Not much else was around, so I retreated to my Blazer and some AC and did a circuit around the farm. This was productive, as I found Steppe Buzzard

Steppe Buzzard (Buteo b. vulpinus)

Six juvenile Cream-coloured Courser

Juvenile Cream-coloured Courser (Cursorius cursor)

a dark phase Booted Eagle

Dark phase Booted Eagle (Aquila pennata)

and an Isabelline Wheatear with what seems to be a deformed upper mandible

Isabelline Wheatear (Oenanthe isabellina)

I had 30 species in just over 2-hours which was encouraging for this time of year

The Pools at the Pivots

Week 22; 01 June 2019 - Pivot Fields

As Jahra Pools is still closed for maintenance, there are not many other options to consider at this time of year.

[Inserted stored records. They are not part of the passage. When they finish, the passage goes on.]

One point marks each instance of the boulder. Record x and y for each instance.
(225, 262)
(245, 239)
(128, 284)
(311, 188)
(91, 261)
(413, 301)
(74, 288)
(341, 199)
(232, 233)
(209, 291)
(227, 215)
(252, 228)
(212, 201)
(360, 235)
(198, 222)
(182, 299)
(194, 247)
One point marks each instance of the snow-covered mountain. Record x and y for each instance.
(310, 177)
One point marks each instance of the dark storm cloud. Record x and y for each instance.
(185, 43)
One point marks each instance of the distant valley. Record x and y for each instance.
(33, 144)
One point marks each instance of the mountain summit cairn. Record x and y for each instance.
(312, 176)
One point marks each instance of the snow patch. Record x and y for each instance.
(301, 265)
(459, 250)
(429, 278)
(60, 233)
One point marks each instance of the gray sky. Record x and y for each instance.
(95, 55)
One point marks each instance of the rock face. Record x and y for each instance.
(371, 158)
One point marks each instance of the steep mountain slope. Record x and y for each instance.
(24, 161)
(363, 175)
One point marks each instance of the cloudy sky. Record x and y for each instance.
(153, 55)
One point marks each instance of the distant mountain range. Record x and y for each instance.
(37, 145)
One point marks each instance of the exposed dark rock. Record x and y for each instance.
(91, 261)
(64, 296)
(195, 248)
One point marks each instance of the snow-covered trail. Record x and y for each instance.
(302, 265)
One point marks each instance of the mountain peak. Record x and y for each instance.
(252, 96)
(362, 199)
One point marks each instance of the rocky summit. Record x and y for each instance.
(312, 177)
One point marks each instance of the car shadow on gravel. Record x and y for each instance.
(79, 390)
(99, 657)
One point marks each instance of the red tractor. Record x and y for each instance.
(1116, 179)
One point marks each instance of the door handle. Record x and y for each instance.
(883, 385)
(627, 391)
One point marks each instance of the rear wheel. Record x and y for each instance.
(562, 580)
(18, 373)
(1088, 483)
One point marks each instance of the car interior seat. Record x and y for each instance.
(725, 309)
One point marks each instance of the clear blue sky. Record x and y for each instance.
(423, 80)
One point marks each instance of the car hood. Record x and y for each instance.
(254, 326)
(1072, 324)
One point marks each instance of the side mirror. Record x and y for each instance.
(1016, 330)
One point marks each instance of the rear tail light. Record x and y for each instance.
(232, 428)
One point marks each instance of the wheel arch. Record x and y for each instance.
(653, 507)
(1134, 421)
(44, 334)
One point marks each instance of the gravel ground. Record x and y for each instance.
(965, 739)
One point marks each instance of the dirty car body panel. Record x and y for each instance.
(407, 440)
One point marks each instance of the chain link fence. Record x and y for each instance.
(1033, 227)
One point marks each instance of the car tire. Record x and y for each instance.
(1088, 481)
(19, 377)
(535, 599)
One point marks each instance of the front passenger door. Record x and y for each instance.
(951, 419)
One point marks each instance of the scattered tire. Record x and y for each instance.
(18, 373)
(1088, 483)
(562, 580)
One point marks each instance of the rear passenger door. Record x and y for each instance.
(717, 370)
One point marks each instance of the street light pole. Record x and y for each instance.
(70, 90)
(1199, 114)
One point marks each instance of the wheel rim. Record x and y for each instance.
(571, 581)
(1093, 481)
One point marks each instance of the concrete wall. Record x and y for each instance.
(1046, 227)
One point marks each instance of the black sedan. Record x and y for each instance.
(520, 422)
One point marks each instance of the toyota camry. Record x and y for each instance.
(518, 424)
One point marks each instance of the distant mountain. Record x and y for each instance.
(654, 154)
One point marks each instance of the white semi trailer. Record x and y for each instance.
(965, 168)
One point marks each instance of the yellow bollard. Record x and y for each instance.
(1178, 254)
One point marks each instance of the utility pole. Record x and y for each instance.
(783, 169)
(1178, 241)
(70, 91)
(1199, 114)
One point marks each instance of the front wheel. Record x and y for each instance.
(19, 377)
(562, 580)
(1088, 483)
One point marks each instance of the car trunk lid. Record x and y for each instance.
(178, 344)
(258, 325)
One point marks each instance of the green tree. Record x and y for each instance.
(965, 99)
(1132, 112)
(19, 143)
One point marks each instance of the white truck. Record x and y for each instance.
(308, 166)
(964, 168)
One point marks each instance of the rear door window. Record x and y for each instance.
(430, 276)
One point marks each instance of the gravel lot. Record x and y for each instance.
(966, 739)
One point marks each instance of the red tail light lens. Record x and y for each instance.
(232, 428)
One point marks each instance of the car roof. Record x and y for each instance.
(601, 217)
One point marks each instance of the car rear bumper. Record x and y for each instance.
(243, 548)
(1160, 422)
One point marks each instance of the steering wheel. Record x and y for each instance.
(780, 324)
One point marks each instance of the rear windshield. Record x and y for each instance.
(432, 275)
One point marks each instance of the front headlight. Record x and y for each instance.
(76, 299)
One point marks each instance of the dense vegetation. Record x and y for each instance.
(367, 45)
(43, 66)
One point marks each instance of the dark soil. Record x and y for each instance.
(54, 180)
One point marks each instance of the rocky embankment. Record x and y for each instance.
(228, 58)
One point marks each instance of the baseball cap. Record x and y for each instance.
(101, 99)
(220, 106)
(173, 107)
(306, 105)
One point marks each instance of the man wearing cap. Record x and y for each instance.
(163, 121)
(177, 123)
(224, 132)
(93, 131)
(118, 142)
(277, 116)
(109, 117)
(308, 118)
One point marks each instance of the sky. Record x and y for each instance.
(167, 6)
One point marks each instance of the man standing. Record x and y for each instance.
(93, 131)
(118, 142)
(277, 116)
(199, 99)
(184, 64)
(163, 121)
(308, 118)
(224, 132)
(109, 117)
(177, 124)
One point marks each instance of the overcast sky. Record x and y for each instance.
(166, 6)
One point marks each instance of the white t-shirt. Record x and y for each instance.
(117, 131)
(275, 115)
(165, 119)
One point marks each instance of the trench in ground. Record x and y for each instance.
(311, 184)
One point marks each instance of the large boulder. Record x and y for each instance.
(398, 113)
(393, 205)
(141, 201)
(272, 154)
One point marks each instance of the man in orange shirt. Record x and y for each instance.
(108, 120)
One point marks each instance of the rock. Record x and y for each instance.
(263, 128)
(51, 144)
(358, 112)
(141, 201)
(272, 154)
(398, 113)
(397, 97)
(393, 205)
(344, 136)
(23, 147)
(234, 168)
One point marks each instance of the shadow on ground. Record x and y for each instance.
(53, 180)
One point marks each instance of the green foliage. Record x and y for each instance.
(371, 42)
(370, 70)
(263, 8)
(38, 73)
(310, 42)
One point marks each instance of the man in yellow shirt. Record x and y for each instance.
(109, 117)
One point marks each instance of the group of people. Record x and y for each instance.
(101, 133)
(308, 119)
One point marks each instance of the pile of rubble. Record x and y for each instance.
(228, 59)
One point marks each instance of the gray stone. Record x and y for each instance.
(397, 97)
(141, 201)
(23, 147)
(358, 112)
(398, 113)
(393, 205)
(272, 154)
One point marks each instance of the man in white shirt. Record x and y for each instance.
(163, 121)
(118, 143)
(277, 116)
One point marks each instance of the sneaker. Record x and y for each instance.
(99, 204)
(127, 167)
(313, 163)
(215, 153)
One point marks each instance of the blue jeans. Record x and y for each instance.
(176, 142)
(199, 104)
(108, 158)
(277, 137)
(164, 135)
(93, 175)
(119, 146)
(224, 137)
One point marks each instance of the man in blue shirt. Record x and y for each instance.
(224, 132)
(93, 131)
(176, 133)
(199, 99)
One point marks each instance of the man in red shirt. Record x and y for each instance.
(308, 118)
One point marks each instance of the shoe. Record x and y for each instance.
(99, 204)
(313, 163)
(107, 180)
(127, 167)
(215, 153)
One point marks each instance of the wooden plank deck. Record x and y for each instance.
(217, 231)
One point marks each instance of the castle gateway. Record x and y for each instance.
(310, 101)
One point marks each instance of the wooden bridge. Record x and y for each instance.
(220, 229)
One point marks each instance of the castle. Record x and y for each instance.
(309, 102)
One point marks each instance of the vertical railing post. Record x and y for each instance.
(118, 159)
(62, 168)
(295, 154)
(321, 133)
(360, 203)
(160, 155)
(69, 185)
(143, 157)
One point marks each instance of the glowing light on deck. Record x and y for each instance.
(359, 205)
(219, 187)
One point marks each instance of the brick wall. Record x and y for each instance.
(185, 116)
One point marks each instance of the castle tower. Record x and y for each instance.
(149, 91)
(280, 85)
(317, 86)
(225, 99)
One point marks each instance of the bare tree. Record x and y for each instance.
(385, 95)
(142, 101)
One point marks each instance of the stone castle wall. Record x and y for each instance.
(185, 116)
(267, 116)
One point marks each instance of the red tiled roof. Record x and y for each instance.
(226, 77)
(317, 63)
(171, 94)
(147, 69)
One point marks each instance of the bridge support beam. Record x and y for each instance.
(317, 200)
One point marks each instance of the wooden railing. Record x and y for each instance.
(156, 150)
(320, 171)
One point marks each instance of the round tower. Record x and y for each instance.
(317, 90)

So, at 6am sharp, Paul Scott and I were again at the gates to the Pivot Fields to see what may still be lingering.

This time, we headed straight to the two pools, as this was the most productive area last week. No stray dog's today, so patience was needed as we stood at the edge of the pool where it was already very warm. Like before, Black-winged Stilts were noisy and abundant

Black-winged Stilt (Himantopus himantopus)

This morning Graceful Prinia's were very active around us - I could show frame filling images, but prefer to show them with some habitat around them to give context

Graceful Prinia (Prinia gracilis)

Overhead Pallid Swifts were feeding as they were last week

Pallid Swift (Apus pallidus)

The resident Crested Lark's were seen coming to the pools to drink, feet dangling in the air as a cooling mechanism

Crested Lark (Galerida cristata)

Two Collared Pratincole's were also seen roosting on the edge of the pool and every now and then would take off, fly a circuit and come back to roost

Collared Pratincole (Glareola pratincola)

A surprise was a single Purple Heron coming in to land in the reeds - not sure if it's a late leaver or early arrival

Purple Heron (Ardea purpurea)

While waiting, I was also checking for invertebrates and found this Wasp species

Wasp sp.

As well as a number of Darter species, which are always good photographic subjects.

Darter sp.

By now we were wilting and sweating, so it was back in the car with some ac for a last circuit around the farm

This was worth it, as we found a 1st year Black-crowned Sparrow-Lark courtesy of post breeding dispersion.